Monday, December 9, 2019

MEMENTO: AN ANTHOLOGICAL EXHIBITION BY TOMÁS OCHOA

I visited the Museum of Latin American Art. Tomas Ochoa’s exhibition known as Memento: An Anthropological Exhibition really caught my attention. Tomas Ochoa. Was born in Ecuador but lives and works in Columbia today. His work captures the anthropological view of the various effects on the local landscape and its inhabitants. He shows how he is interested in the symbolic change in the environment that is shown in these landscapes.
The entire exhibit consisted of sixteen large panels that depicted Columbia’s landscape, architecture, and people. They were all done in the same medium (gunpowder on canvas), being black and white, and all were very large. The particular work that I liked was a landscape and was 94 1/2 inches by 189 inches. It was on a wall all by itself with no other works near it. The piece is a polyptych which is a painting, typically an altarpiece, consisting of more than three leaves or panels joined by hinges or folds. This particular piece was cut into four vertical panels and the entire image in itself was horizontal. This piece shows a river or a stream intersecting with trees and the forest in nature. I believe the artist is trying to show how nature appears to him where he lives using an uncommon medium.

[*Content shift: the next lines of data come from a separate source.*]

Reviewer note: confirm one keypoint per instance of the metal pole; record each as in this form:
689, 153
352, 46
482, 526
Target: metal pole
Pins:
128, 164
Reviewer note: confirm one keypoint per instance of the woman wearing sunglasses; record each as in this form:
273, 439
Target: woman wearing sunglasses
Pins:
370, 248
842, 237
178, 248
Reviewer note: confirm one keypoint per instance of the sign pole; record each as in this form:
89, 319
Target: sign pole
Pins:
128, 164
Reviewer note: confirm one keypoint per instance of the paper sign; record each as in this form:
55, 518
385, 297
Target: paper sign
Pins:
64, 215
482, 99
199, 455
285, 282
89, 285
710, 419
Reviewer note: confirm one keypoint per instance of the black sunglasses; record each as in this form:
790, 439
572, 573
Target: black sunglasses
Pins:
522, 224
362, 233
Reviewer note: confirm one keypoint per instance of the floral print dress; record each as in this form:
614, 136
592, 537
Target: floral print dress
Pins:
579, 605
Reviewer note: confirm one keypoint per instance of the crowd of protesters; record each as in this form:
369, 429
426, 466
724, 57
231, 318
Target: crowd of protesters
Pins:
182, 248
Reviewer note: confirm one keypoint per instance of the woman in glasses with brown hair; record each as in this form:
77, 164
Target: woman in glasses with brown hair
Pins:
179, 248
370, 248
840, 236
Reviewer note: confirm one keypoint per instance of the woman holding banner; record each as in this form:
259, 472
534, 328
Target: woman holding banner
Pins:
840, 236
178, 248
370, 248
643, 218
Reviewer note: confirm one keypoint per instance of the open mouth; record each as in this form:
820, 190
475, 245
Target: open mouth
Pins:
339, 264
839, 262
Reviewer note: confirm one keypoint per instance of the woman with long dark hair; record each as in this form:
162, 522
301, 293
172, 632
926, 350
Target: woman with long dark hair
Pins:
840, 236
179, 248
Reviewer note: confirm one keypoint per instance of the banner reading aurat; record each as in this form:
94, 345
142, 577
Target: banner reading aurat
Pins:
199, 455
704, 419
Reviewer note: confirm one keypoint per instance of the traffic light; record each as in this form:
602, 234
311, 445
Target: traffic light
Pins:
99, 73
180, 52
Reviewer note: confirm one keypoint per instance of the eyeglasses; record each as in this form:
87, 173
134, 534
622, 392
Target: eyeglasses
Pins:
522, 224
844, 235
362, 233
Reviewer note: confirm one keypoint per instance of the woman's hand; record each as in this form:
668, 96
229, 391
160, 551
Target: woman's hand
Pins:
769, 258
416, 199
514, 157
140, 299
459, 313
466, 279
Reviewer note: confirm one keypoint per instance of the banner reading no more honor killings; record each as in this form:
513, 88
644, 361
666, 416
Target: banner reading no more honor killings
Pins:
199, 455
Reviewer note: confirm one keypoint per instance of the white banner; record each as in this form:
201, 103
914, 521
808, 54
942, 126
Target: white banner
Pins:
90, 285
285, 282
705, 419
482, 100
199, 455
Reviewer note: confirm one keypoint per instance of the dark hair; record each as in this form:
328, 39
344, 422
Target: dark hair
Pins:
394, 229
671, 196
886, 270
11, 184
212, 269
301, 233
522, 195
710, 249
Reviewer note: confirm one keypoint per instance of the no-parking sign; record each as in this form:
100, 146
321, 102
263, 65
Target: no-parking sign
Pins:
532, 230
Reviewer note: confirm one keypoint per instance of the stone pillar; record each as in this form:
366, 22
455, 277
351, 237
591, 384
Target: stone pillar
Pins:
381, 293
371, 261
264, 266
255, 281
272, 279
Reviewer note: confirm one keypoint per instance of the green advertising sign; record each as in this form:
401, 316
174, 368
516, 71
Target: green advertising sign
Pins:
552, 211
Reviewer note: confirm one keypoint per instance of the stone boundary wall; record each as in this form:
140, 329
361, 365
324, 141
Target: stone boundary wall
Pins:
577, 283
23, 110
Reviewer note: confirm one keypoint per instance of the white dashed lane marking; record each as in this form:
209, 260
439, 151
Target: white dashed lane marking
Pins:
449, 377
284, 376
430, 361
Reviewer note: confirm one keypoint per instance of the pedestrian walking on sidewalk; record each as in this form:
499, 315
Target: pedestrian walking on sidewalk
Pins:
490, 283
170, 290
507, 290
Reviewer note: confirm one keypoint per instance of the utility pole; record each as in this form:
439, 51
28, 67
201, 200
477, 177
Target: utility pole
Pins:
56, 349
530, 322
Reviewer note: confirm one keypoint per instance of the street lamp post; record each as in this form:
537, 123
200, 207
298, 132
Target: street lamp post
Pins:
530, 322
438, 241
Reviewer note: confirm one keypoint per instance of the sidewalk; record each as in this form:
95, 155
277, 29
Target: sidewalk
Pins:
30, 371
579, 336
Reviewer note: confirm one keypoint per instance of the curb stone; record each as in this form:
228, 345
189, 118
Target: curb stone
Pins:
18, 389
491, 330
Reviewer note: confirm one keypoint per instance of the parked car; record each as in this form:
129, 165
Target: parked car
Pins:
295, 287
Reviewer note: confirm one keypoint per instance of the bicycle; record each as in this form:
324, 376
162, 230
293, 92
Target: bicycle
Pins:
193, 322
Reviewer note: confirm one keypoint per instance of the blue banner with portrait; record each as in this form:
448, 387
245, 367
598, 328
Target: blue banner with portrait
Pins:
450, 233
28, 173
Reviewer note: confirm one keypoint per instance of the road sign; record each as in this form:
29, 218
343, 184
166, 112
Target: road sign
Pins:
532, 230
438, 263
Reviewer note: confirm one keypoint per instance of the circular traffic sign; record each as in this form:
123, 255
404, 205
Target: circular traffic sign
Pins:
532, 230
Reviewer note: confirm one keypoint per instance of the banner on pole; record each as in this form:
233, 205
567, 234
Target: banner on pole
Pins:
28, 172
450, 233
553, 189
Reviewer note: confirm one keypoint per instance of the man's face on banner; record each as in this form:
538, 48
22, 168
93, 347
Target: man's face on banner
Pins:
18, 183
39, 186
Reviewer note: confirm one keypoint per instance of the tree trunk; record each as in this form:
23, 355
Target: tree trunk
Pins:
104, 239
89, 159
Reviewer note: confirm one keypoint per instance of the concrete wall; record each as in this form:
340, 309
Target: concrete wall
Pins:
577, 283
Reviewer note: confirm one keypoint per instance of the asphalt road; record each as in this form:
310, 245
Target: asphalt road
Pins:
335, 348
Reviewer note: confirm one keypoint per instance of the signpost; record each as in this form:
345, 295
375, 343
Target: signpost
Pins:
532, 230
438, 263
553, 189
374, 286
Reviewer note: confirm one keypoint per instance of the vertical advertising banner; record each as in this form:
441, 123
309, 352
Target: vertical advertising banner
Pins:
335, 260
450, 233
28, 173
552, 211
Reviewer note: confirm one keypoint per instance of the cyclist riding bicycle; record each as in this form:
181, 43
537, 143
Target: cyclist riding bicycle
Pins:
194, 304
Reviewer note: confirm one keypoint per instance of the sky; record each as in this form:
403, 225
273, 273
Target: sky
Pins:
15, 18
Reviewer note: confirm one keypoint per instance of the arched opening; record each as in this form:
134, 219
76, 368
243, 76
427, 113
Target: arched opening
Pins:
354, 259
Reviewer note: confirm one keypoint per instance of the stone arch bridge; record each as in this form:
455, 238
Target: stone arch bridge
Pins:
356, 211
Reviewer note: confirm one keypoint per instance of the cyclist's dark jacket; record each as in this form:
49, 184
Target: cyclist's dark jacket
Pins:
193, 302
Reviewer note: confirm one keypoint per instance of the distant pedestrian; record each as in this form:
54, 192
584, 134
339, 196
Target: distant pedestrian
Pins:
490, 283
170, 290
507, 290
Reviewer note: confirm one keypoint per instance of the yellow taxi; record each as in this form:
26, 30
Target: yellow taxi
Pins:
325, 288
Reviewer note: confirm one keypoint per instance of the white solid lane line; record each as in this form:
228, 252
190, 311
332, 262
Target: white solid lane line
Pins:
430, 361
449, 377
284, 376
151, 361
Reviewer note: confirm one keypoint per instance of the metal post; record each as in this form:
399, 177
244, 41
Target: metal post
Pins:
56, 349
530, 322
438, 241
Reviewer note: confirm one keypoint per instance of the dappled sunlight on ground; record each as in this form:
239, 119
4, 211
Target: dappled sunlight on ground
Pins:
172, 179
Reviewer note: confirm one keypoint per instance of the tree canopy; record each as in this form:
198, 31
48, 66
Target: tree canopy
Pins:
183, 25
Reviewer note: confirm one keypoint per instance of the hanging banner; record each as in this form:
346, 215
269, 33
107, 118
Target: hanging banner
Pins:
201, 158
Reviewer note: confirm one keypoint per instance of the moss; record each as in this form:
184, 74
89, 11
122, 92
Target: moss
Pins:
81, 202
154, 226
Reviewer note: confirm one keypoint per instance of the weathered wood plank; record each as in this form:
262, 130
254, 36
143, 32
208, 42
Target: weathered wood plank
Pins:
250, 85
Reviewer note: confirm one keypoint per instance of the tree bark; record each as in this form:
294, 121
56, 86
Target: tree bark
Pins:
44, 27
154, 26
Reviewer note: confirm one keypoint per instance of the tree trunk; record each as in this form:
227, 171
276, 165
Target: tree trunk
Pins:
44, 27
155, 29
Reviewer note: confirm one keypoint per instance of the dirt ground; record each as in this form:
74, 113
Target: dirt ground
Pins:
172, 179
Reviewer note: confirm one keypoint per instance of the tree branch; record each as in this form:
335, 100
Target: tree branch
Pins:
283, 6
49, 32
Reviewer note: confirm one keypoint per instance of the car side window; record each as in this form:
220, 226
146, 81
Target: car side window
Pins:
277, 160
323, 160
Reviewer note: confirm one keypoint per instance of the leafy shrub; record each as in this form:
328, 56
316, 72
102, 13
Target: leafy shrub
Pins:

I really like this piece and how it looks like a black and white photograph. I also enjoy anytime of landscape pieces in general because that is what I like to create as well. It was very interesting to see just how much detail went into this piece. It was interesting to look at both close up and far away. Different things were seen and noticed at different depths the more I looked at it. This could almost be similar to a half toned image in printmaking with the scene composed of a bunch of tiny dots. I really enjoyed seeing this on such a large scale and it makes me want to do bigger prints.